Secretary-General António Guterres said the UN has taken on the delicate operation as a spill would spell environmental catastrophe for the region.
‘Ticking time bomb’
“United Nations has begun an operation to defuse what might be the world’s largest ticking time bomb. This is an all-hands-on-deck mission and the culmination of nearly two years of political groundwork, fundraising and project development” said the UN chief.
Lying north of the Yemeni port Hudaydah, UN officials have warned for years about the possibility that the 47-year-old tanker could crack and explode.
The supertanker holds four times the amount of oil spilled by the Exxon Valdez – enough to make it the fifth largest oil spill from a tanker in history.
Existential marine threat
UNDP warned that a massive spill from the Safer would destroy swathes of marine life in the Red Sea. Speaking to reporters in Geneva, spokesperson Sarah Bel expressed concern for the fishing communities on Yemen’s Red Coast, already living in a crisis-wracked situation, as a spill would like ‘wipe out 200,000 livelihoods instantly” and “fish stock would take twenty five years to recover.”

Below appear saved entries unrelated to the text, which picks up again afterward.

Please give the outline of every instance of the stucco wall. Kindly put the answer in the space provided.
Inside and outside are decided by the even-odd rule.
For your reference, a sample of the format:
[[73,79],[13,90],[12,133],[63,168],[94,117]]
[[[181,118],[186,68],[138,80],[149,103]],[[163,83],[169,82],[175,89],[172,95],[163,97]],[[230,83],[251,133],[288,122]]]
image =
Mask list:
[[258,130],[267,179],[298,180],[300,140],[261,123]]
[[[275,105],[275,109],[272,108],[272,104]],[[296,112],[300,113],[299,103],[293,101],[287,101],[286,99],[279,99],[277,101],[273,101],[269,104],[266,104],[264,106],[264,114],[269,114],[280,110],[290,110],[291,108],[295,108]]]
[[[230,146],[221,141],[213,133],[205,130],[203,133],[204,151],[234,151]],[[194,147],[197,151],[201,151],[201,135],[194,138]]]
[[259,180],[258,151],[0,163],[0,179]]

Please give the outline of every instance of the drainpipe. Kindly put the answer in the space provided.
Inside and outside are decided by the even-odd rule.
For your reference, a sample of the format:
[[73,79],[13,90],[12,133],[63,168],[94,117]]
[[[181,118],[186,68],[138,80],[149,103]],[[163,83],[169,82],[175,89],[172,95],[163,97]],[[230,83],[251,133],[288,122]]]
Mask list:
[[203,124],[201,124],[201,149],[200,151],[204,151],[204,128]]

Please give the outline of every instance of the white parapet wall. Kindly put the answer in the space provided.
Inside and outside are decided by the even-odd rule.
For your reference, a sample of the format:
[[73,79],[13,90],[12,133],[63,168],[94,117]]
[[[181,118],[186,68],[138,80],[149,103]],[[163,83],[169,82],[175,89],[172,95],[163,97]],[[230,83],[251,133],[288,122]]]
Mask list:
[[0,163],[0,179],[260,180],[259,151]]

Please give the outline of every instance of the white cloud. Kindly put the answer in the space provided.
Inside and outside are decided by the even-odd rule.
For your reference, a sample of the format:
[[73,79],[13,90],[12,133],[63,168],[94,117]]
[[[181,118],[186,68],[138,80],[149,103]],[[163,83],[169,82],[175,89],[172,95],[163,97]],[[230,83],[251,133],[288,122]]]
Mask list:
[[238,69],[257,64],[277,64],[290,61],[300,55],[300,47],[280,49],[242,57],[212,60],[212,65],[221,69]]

Describing the operation as the first of its kind, she exercised caution during this “emergency phase” but assured reporters that everything had been put in place to “secure success.”
The FSO Safer has been moored some 4.8 nautical miles southwest of the Ras Issa peninsula on Yemen’s west coast for more than 30 years. In 2015, production and the maintenance of the tanker stopped due to the eight year conflict between a pro-Government Saudi-led coalition, and Houthi rebels. As a result, the vessel is now beyond repair.
Humanitarian and environmental disaster
According to UNDP, an oil spill would result in the closure of all ports in the area, cutting off food, fuel and other life-saving supplies to Yemen – a country where 80% of the population already rely on aid.
The UN chief warned that the cost of a cleanup alone would be $20 billion and said that shipping all the way to the Suez Canal could be disrupted for weeks.
Praising the project’s cross-UN collaboration he highlighted the “relentless political work” that the operation entailed “in a country devastated by eight years of war.” But noted that this was just a “milestone in the journey”, as the next step involves securing the replacement vessel to a specialised safety buoy.
The UN Secretary-General has called for a further $20 million to finish the project, including the scrapping of the Safer and removing any remaining environmental threats to the Red Sea.